To read the figure, choose :math:`n` from the dropdown and examine the histogram of achieved content values. The vertical reference line marks the target content :math:`p`, and the mass of the histogram to the left of that line represents samples for which the tolerance interval failed to cover :math:`p` of the population. The plotted distribution is empirical, but the tolerance factor :math:`k` is computed from the Normal model so that the failure probability is approximately :math:`\gamma`.
The main message is that tolerance intervals control long-run reliability, not exact content in every single sample. When :math:`n` increases, the histogram concentrates more tightly near high coverage because :math:`\bar{X}` and :math:`S` become more stable. For small :math:`n`, the variability in :math:`S` is substantial, so the achieved content fluctuates widely even though the tolerance factor is selected to keep the failure rate near :math:`\gamma`.

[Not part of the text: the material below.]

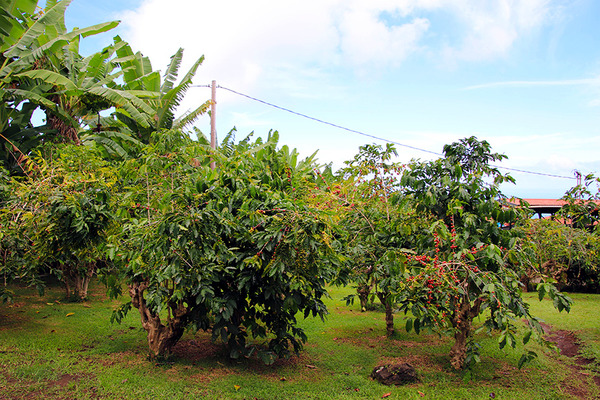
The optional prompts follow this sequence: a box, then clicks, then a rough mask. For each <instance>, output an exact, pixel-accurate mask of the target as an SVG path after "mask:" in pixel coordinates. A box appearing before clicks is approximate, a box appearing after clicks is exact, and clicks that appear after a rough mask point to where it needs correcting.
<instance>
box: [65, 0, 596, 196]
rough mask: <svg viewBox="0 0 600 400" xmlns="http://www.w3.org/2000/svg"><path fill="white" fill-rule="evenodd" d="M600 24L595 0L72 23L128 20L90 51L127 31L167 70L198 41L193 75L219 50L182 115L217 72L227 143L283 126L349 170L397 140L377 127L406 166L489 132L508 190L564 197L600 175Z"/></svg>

This is the correct reporting logic for specification compliance statements. A tolerance interval is designed to support a claim like “at least :math:`p` of output lies within these bounds, with confidence :math:`1-\gamma`,” which aligns with long-run quality objectives. Prediction intervals and confidence intervals do not provide this population-coverage guarantee, so they are not substitutes when specifications are expressed in terms of proportions.
.. raw:: html
7.4 Discussion and Common Errors
--------------------------------
A frequent error is to interpret a confidence interval for :math:`\mu` as if it described most individual outcomes. A narrow confidence interval can occur even when individual outcomes vary widely, so it does not certify that most items meet :math:`\text{LSL}/\text{USL}`. Another frequent error is to use a prediction interval to make a long-run proportion claim; a prediction interval is about one future item, not the bulk of the population.

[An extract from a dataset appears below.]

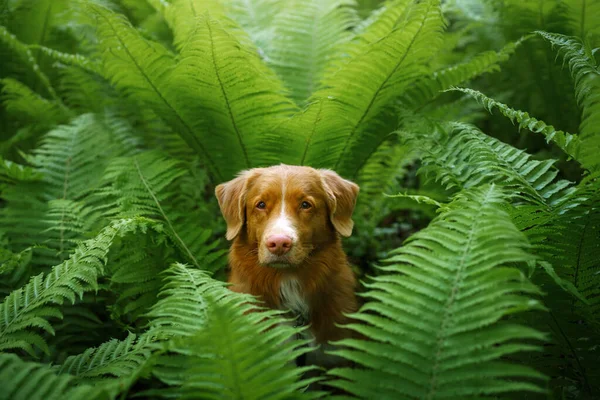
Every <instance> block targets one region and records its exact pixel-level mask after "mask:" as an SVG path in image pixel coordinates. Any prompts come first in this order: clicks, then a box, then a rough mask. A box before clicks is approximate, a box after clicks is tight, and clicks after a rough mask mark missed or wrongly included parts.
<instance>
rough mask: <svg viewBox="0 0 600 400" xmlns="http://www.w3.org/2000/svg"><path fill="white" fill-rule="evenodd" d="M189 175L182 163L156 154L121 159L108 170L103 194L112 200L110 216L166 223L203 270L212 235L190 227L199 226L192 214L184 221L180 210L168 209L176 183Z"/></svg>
mask: <svg viewBox="0 0 600 400" xmlns="http://www.w3.org/2000/svg"><path fill="white" fill-rule="evenodd" d="M186 173H187V171H186V170H185V169H183V168H182V165H181V164H180V163H179V162H177V161H175V160H173V159H170V158H167V157H165V156H164V155H162V154H160V153H156V152H145V153H141V154H139V155H136V156H133V157H127V158H119V159H116V160H114V161H113V163H112V164H111V165H110V166H109V167H108V168H107V169H106V173H105V175H104V181H105V182H106V183H107V184H108V187H106V188H105V189H104V190H103V191H102V194H103V195H104V196H105V198H108V200H109V202H108V203H107V204H106V205H105V207H106V208H107V210H106V212H107V213H108V214H109V215H119V216H121V217H131V216H135V215H142V216H147V217H151V218H158V219H160V220H163V221H164V222H165V223H166V226H167V228H168V230H167V233H168V234H169V236H170V237H171V239H172V241H173V243H174V244H175V245H176V246H177V247H178V248H179V249H180V250H181V252H182V254H183V255H184V256H185V257H186V258H188V259H189V260H190V261H191V262H192V263H194V265H196V266H197V267H198V268H200V265H202V264H203V259H204V257H205V256H206V255H207V254H206V246H208V244H209V240H210V232H207V231H206V230H204V229H199V228H198V227H197V226H196V229H193V230H190V229H189V228H190V225H189V224H190V223H192V224H195V222H194V221H193V220H190V213H188V216H187V217H188V218H187V219H185V220H182V219H181V218H177V217H178V213H177V211H176V210H173V209H172V208H166V207H165V206H164V204H165V203H166V200H167V199H169V198H173V197H174V196H175V195H176V189H175V188H174V186H173V184H174V183H175V181H176V180H177V178H179V177H181V176H183V175H184V174H186Z"/></svg>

Normality assumptions matter more for prediction and tolerance than for confidence intervals for :math:`\mu`. For moderate to large :math:`n`, the confidence interval for :math:`\mu` can be approximately valid under mild non-Normality because of averaging, whereas prediction and tolerance statements concern individual-level behavior and distribution tails. When the Normal model is not defensible, prediction and tolerance results can be misleading, especially for high coverage targets (such as :math:`p=0.99`).
A notation error that causes real confusion is mixing the meanings of :math:`\alpha`, :math:`p`, and :math:`\gamma`. In this module, :math:`\alpha` controls the confidence level of a confidence or prediction interval, while :math:`p` is the intended population content of a tolerance interval and :math:`\gamma` is the tolerance failure probability. Reports should state both :math:`p` and :math:`1-\gamma` explicitly to avoid ambiguous claims.
7.5 Summary
-----------
Confidence intervals estimate parameters, prediction intervals forecast a single future value, and tolerance intervals describe where most of the population lies. Under Normal sampling with unknown :math:`\sigma`, the prediction interval uses :math:`\bar{x}\pm t_{\alpha/2,n-1}s\sqrt{1+1/n}`, which remains wide because individual outcomes remain variable. Tolerance intervals use :math:`\bar{x}\pm ks` with a factor :math:`k` chosen to guarantee content :math:`p` with confidence :math:`1-\gamma`.
For engineering communication, interval choice must match the requirement statement. If the requirement is expressed in terms of long-run proportions meeting specifications, tolerance bounds are the correct reporting tool. Clear reporting includes the interval type, the target (mean, next value, or population content), and the associated probability statement.